Panel Paper: A Meta-Analysis of within-Study Comparisons

Thursday, November 7, 2019
Plaza Building: Concourse Level, Governor's Square 10 (Sheraton Denver Downtown)

*Names in bold indicate Presenter

Kylie L. Anglin1, Vivian Wong1 and Peter Steiner2, (1)University of Virginia, (2)University of Wisconsin, Madison


Given the widespread use of non-experimental approaches for assessing the causal impact of interventions, there is a strong need to identify which non-experimental methods can produce credible impact estimates in field settings. Over the last three decades, the within-study comparison (WSC) design has emerged as a method of empirically evaluating non-experimental designs in field settings in order to this need. In the traditional WSC design, treatment effects from a randomized experiment (RCT) are compared to those produced by a non-experimental approach that shares at least the same target population and intervention. The goals of the WSC are to determine whether the non-experiment can replicate results from a high-quality RCT (which provides the causal benchmark estimate), and the contexts and conditions under which these methods work or do not work in practice.
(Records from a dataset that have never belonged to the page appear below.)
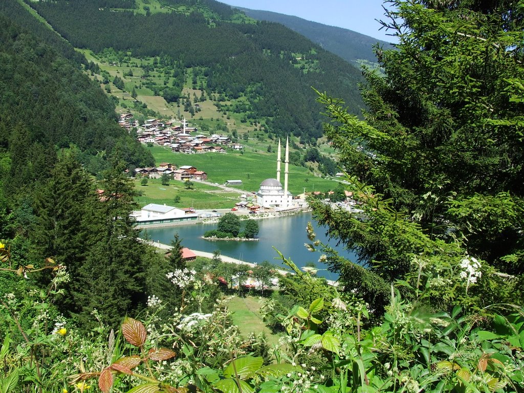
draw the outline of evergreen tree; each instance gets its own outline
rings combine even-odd
[[[314,214],[369,268],[333,255],[332,268],[347,289],[370,297],[386,296],[389,282],[425,258],[456,267],[469,254],[521,274],[522,10],[506,1],[390,3],[399,43],[377,49],[385,78],[365,72],[364,121],[319,99],[365,212],[313,202]],[[511,286],[494,295],[486,288],[479,298]]]
[[[125,169],[122,162],[113,161],[101,183],[103,192],[94,217],[96,241],[80,269],[75,294],[82,307],[77,319],[86,328],[93,325],[90,314],[95,309],[101,320],[116,326],[145,303],[145,246],[138,240],[131,215],[137,208],[137,195]]]
[[[74,280],[91,238],[95,194],[89,176],[73,154],[66,154],[35,195],[37,219],[31,237],[36,259],[54,258]]]
[[[255,237],[258,234],[258,224],[254,220],[248,220],[246,222],[246,227],[244,230],[244,235],[246,237]]]
[[[221,232],[231,234],[234,237],[240,232],[240,219],[233,213],[226,213],[219,220],[217,230]]]
[[[185,268],[182,258],[182,244],[176,234],[171,242],[171,248],[167,256],[155,253],[148,259],[147,275],[147,292],[149,296],[156,296],[162,301],[165,308],[162,315],[172,315],[174,309],[180,307],[182,291],[167,277],[169,273]]]

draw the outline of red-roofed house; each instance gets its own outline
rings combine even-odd
[[[187,247],[183,247],[180,252],[182,253],[182,259],[184,260],[194,260],[196,259],[196,254]]]

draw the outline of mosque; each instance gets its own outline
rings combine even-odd
[[[293,195],[288,191],[289,166],[289,141],[286,139],[286,160],[284,161],[284,187],[280,183],[280,140],[278,140],[277,154],[277,178],[266,179],[260,183],[257,193],[257,204],[263,208],[289,209],[293,206]]]

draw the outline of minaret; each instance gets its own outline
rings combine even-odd
[[[284,198],[286,199],[286,207],[288,206],[288,173],[289,166],[289,137],[286,138],[286,160],[284,161]]]
[[[277,180],[280,181],[280,138],[278,138],[278,150],[277,153]]]

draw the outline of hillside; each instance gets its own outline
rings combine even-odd
[[[385,41],[380,41],[347,29],[328,26],[276,12],[237,8],[248,16],[257,20],[281,23],[326,50],[350,62],[358,60],[376,62],[377,59],[373,52],[373,46],[378,44],[384,49],[390,49],[392,47],[390,43]]]
[[[12,200],[45,180],[60,149],[78,150],[93,173],[117,151],[128,163],[152,163],[117,126],[114,103],[81,72],[83,57],[34,20],[17,2],[0,4],[0,178],[6,194]]]
[[[219,3],[211,1],[198,2],[190,12],[188,5],[194,2],[165,2],[170,13],[151,12],[151,2],[145,14],[135,2],[110,3],[111,8],[101,0],[29,4],[77,48],[95,53],[111,48],[123,58],[158,57],[164,69],[152,76],[162,78],[177,104],[191,99],[180,96],[189,81],[215,102],[242,103],[247,118],[274,134],[292,133],[303,143],[321,136],[312,86],[343,98],[355,114],[363,106],[358,70],[281,25],[239,23],[242,14],[216,12]]]

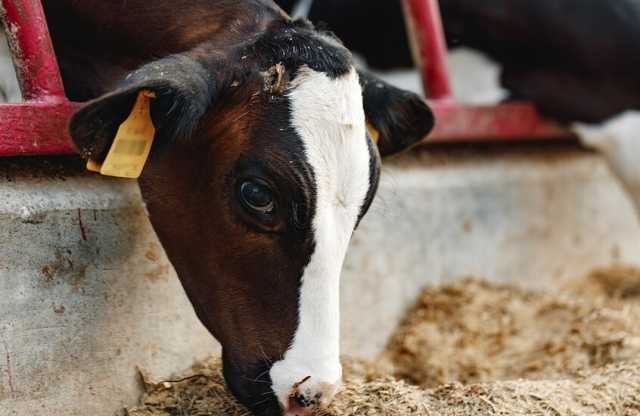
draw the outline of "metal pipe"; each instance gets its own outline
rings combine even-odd
[[[402,0],[402,4],[425,95],[431,99],[452,99],[447,44],[438,0]]]
[[[40,0],[2,0],[2,20],[24,99],[66,100]]]

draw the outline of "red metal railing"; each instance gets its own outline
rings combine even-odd
[[[0,104],[0,156],[73,152],[67,123],[80,106],[65,93],[40,0],[0,0],[24,102]],[[565,138],[529,103],[456,103],[437,0],[402,0],[436,128],[425,143]]]
[[[24,102],[0,104],[0,156],[72,153],[79,104],[65,96],[40,0],[2,0],[2,20]]]
[[[402,0],[414,59],[436,116],[424,143],[488,140],[566,139],[571,133],[527,102],[498,105],[457,103],[447,70],[447,45],[438,0]]]

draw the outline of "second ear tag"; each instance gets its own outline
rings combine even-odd
[[[156,133],[151,119],[151,100],[155,94],[140,91],[129,117],[120,125],[100,174],[118,178],[139,178],[149,158]]]

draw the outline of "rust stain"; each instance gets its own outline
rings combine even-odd
[[[80,209],[78,209],[78,226],[80,227],[80,236],[82,237],[82,241],[87,241],[87,233],[84,229],[84,224],[82,223],[82,213]]]
[[[7,375],[7,383],[9,384],[9,391],[13,394],[15,393],[15,388],[13,387],[13,374],[11,373],[11,353],[9,352],[9,346],[7,345],[7,341],[2,340],[2,344],[4,345],[5,351],[5,361],[7,364],[6,370],[4,370]]]
[[[146,272],[144,274],[144,277],[152,282],[167,280],[167,278],[169,277],[169,265],[165,264],[154,267],[153,269]]]
[[[161,258],[160,253],[158,251],[159,251],[158,245],[157,244],[151,244],[149,246],[149,250],[147,250],[147,252],[144,253],[144,256],[149,261],[158,261]]]
[[[47,287],[60,284],[64,281],[71,285],[74,290],[82,290],[82,282],[86,277],[88,265],[74,265],[70,255],[71,253],[67,255],[62,250],[56,249],[55,260],[42,266],[40,272],[46,281]]]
A common critique of individual WSC evaluations concerns their generalizability. Results from a single WSC study have little to say about general method performance, but results from multiple WSCs may provide insights as to how well these methods perform for similar outcomes and settings of interest. To that end, this paper presents the initial findings of a meta-analysis of all published and unpublished WSCs that have been conducted since 1986. These studies include substantial variation in contexts, non-experimental methods examined, as well as outcomes and treatment selection mechanisms.

The goal of the meta-analysis is to produce a summary effect of the difference in experimental and the non-experimental results for a particular topic area and method, and to explain the difference by variations in WSC characteristics. Because the majority of WSCs present multiple bias estimates (e.g., from multiple outcomes, or different matching estimators), we analyze the extent of bias using a hierarchical linear model. The multi-level analysis allows an assessment of whether non-experimental methods are able to replicate experimental benchmark estimates on average, and whether the bias estimates are homogeneous across studies. In particular, we analyze the relationship between non-experimental bias and five variables of interest: 1) the field of study; 2) the outcome of interest; 3) the benchmark RCT quality; 4) the non-experimental method; and 5) the non-experimental quality. In addition, we address unique methodological challenges with meta-analyzing WSC results that include observational studies with both positive and negative selection processes.

Though we have not yet coded the entire corpus of WSCs (coding is on schedule to be completed by August 2019), initial results confirm the findings of qualitative syntheses and the traditionally understood hierarchy of designs. Regression discontinuity designs outperform comparative interrupted time series designs which outperform matching designs. We are not yet powered to analyze differences in bias by the field of study or the outcome of interest, but initial findings suggest that the bias of even matching designs are minimal when pre-test measures are included as covariates. Because coding will be complete in August 2019, our final results will include point estimates of the average standardized bias across all WSCs and by key characteristics.